Highest Common Factor of 7682,1423 is 1
Step 1: Since 7682 > 1423, we apply the division lemma to 7682 and 1423, to get
7682 = 1423 x 5 + 567
Step 2: Since the reminder 1423 ≠ 0, we apply division lemma to 567 and 1423, to get
1423 = 567 x 2 + 289
Step 3: We consider the new divisor 567 and the new remainder 289, and apply the division lemma to get
567 = 289 x 1 + 278
We consider the new divisor 289 and the new remainder 278,and apply the division lemma to get
289 = 278 x 1 + 11
We consider the new divisor 278 and the new remainder 11,and apply the division lemma to get
278 = 11 x 25 + 3
We consider the new divisor 11 and the new remainder 3,and apply the division lemma to get
11 = 3 x 3 + 2
We consider the new divisor 3 and the new remainder 2,and apply the division lemma to get
3 = 2 x 1 + 1
We consider the new divisor 2 and the new remainder 1,and apply the division lemma to get
2 = 1 x 2 + 0
The remainder has now become zero, so our procedure stops. Since the divisor at this stage is 1, the HCF of 7682 and 1423 is 1
Notice that 1 = HCF(2,1) = HCF(3,2) = HCF(11,3) = HCF(278,11) = HCF(289,278) = HCF(567,289) = HCF(1423,567) = HCF(7682,1423) .

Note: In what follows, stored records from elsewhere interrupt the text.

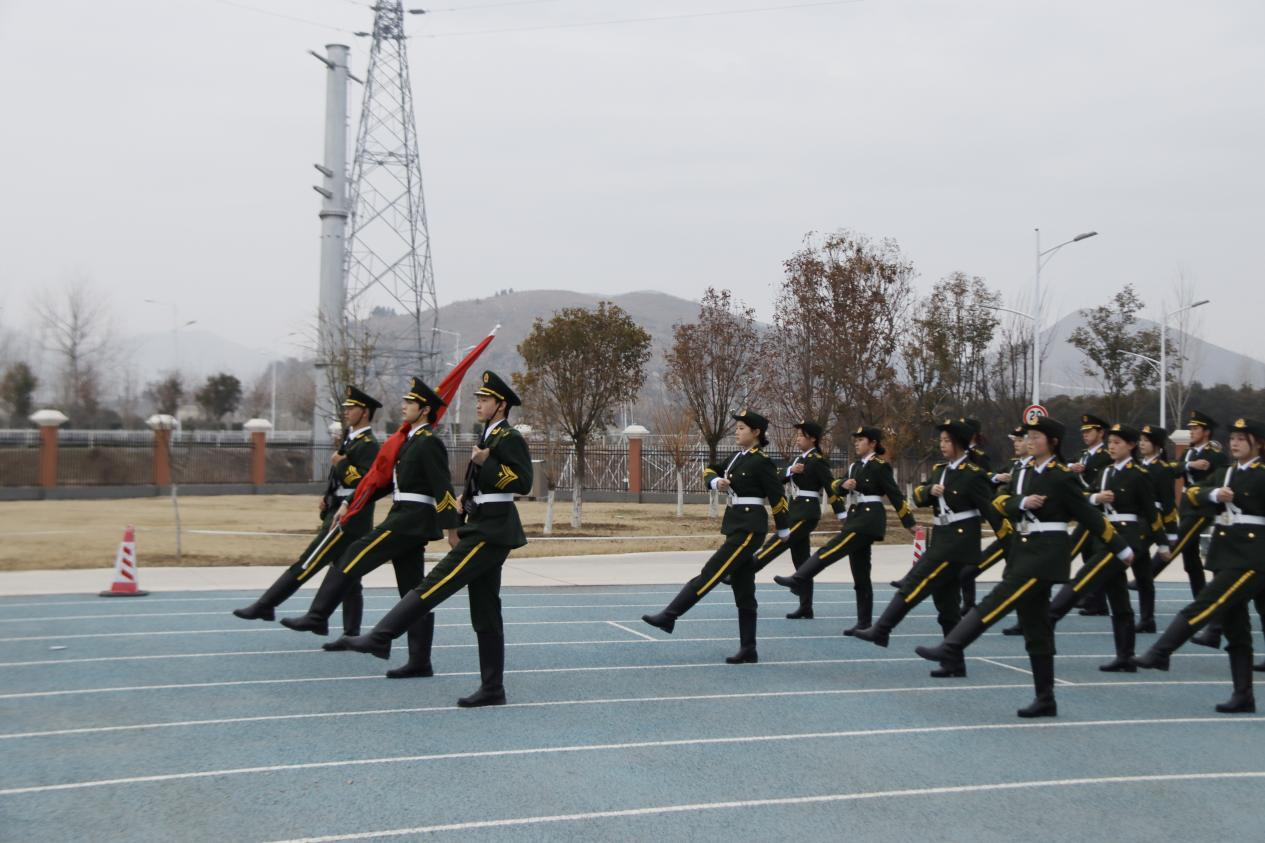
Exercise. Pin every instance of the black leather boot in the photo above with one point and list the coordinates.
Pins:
(491, 667)
(280, 591)
(395, 623)
(949, 652)
(745, 653)
(328, 596)
(864, 611)
(881, 632)
(1122, 632)
(1042, 679)
(679, 605)
(1242, 700)
(1208, 637)
(1158, 656)
(421, 634)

HCF using Euclid's Algorithm Calculation Examples
Here are some samples of HCF using Euclid's Algorithm calculations.
Frequently Asked Questions on HCF of 7682, 1423 using Euclid's Algorithm
1. What is the Euclid division algorithm?
Answer: Euclid's Division Algorithm is a technique to compute the Highest Common Factor (HCF) of given positive integers.
2. what is the HCF of 7682, 1423?
Answer: HCF of 7682, 1423 is 1 the largest number that divides all the numbers leaving a remainder zero.
3. How to find HCF of 7682, 1423 using Euclid's Algorithm?
Answer: For arbitrary numbers 7682, 1423 apply Euclid’s Division Lemma in succession until you obtain a remainder zero. HCF is the remainder in the last but one step.